ENA Export

The ENA export button triggers the export of tables in the TSV file format containing relevant information for the submission of raw nucleotide sequencing data to the European Nucleotide Archive (ENA).

DataHub offers 4 Sample Types tailored for capturing the necessary metadata for submission of raw nucleotide sequencing data to ENA. These serve as templates and ensure that required and useful information for the final submission of data and metadata to the repository is are recorded. Each Sample Type corresponds to one of the necessary input tables for the ENA-upload-cli tool. The Sample Types follow the ENA Metadata Model and are:

  • ENA_study
  • ENA_sample
  • ENA_experiment
  • ENA_run

Information is added as Samples to each Sample Type. For more information, see Creating a Sample. Examples for each Sample Type can be found in the ENA submission example Project.

Step by step guide:

  1. Select Create and then Sample in the drop down menu.

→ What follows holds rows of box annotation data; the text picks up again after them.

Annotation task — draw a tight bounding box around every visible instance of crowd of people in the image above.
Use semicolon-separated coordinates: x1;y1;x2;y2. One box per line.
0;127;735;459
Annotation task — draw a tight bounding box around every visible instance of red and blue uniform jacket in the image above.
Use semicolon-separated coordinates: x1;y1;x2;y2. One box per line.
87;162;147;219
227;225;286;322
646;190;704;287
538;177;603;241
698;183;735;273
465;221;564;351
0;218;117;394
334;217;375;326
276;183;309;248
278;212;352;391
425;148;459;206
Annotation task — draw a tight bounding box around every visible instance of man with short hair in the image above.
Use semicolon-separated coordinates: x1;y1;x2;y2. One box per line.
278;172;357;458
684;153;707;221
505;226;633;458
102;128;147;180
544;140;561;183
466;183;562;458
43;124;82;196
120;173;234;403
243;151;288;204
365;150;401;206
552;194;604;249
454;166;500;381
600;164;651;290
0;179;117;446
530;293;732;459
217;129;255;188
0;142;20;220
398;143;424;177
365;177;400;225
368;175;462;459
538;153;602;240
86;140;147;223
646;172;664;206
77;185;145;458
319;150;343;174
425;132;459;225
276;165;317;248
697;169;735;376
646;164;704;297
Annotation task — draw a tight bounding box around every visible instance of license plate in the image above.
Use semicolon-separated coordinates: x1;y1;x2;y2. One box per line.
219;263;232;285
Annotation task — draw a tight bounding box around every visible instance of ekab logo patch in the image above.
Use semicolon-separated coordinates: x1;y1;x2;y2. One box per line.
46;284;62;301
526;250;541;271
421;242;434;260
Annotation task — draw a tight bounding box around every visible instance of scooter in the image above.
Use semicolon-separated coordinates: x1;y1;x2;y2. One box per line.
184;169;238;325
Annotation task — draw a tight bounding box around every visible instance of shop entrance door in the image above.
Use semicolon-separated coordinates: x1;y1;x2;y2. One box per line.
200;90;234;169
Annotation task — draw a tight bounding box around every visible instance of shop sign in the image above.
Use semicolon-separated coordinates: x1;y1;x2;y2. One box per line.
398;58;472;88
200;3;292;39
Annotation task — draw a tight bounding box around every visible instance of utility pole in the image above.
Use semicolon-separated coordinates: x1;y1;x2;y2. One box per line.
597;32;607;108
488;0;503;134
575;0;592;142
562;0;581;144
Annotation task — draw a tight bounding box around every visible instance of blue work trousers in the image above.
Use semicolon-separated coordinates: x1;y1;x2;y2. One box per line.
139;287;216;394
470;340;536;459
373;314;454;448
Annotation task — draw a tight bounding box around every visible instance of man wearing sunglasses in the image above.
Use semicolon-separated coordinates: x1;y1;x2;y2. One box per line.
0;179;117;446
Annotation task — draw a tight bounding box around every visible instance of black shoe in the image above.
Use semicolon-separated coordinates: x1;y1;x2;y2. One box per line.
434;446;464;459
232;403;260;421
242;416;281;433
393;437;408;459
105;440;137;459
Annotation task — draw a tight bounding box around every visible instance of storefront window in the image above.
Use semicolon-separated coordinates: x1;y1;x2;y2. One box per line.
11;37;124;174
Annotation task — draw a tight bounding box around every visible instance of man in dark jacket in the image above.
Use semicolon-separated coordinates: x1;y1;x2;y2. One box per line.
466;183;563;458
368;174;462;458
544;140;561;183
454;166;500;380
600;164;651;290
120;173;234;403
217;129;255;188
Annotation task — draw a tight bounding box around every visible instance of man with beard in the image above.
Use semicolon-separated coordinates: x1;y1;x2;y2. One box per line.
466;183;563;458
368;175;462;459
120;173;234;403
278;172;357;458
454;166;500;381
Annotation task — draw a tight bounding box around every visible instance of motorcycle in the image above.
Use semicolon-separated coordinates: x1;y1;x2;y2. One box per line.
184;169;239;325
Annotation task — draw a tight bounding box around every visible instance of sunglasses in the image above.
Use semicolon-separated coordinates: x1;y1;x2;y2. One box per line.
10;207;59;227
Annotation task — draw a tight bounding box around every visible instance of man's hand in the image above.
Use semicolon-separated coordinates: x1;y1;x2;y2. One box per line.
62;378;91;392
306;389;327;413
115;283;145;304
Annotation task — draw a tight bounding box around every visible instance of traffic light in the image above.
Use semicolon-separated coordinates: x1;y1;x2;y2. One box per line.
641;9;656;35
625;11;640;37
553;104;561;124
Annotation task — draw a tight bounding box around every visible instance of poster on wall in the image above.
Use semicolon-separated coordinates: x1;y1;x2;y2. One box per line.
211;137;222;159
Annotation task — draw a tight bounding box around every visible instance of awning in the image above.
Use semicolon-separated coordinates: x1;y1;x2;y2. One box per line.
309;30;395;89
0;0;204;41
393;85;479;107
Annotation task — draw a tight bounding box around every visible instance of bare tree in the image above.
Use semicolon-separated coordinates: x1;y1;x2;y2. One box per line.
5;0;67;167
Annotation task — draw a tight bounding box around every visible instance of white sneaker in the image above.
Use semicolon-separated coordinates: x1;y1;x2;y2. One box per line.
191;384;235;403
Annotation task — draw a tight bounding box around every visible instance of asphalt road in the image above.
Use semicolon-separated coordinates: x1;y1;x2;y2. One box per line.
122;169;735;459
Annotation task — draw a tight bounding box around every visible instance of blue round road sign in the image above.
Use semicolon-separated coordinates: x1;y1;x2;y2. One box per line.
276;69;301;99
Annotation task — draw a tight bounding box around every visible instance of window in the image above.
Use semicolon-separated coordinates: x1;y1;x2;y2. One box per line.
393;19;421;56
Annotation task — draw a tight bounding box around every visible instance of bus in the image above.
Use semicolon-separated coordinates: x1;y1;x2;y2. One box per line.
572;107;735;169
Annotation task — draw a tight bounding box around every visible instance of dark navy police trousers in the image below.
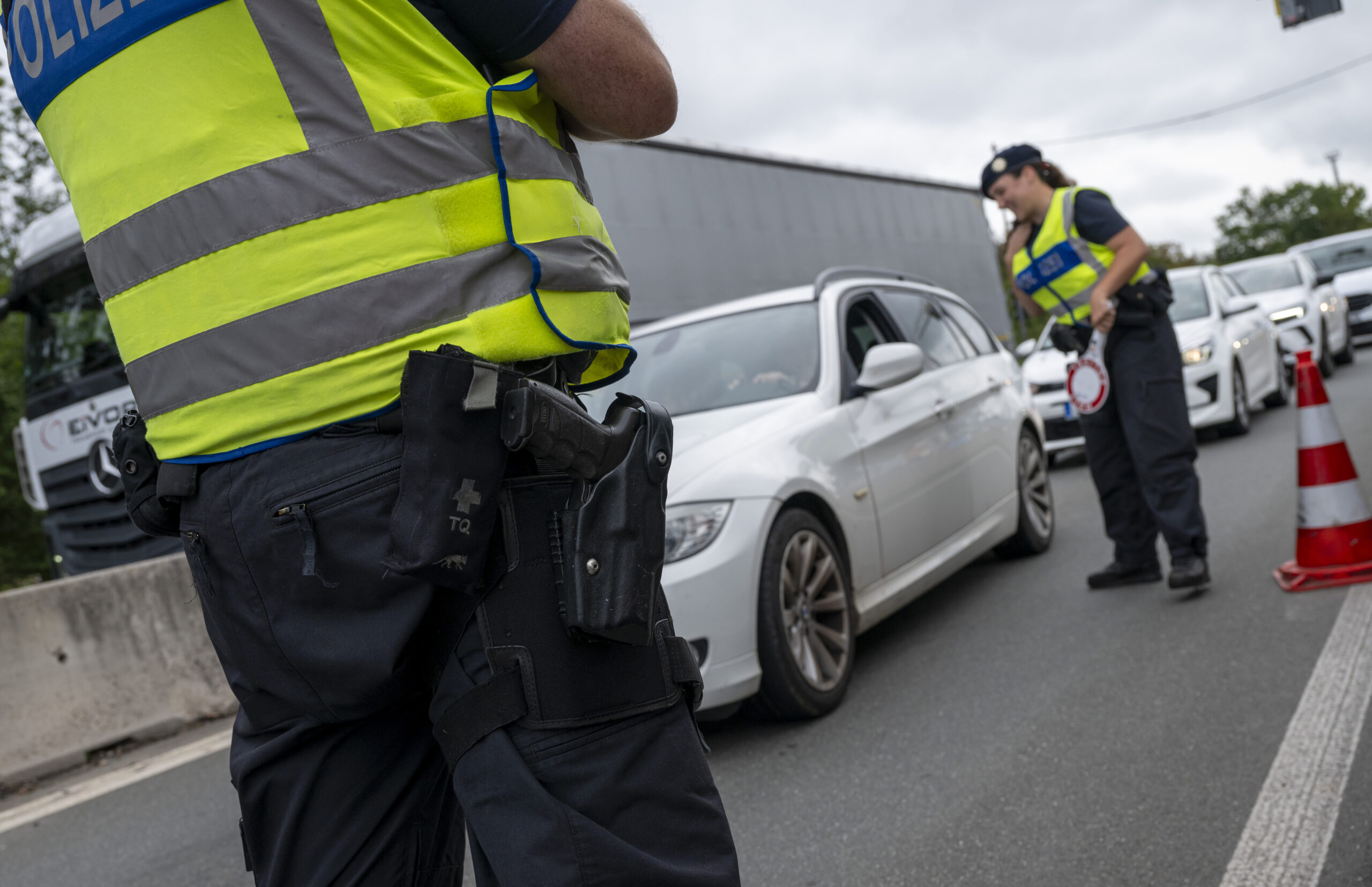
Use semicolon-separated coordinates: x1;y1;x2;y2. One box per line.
1081;315;1207;566
181;433;738;887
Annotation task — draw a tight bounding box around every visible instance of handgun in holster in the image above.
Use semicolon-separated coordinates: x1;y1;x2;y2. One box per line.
501;379;672;645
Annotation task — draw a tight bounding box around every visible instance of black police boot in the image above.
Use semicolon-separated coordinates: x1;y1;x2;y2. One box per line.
1168;555;1210;588
1087;560;1162;588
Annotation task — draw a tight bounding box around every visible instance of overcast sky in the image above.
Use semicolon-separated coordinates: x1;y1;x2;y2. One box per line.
632;0;1372;250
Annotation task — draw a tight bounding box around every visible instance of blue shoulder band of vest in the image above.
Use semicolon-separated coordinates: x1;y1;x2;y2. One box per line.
1015;240;1081;295
486;71;638;391
3;0;225;121
162;400;401;465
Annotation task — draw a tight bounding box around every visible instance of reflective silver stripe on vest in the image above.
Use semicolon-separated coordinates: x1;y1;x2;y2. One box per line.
244;0;372;148
86;117;579;299
126;236;628;416
1062;188;1106;279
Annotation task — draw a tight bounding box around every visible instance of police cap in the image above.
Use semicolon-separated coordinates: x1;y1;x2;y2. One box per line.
981;144;1043;198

    datahub menu create sample

  2. Under Other Projects, select the “ENA submission example” Project to display only the 4 ENA export related Sample Types.

    datahub ENA sample types

  3. Identify the Sample Type you wish to use and select New Sample or New batch submission, depending on the number of Samples you wish to create.

  4. Add the information requested in each attribute field presented. An explanation of each attribute for the 4 Sample Types is provided at the end of this page.

    datahub ENA_study sample example

  5. After adding all the required information in all the 4 Sample Types, navigate to your Project’s page and click on the ENA export button.
    • Independent tables in TSV format will be exported for all the ENA related Sample Types.
    • Metadata from other Sample Types is not included in the export.
    • Only Samples pertaining to that project, and that you have permission to access, are included in the resulting files.

    datahub ENA export

  6. The resulting tables are ready for submission to ENA using the ENA-upload-cli tool.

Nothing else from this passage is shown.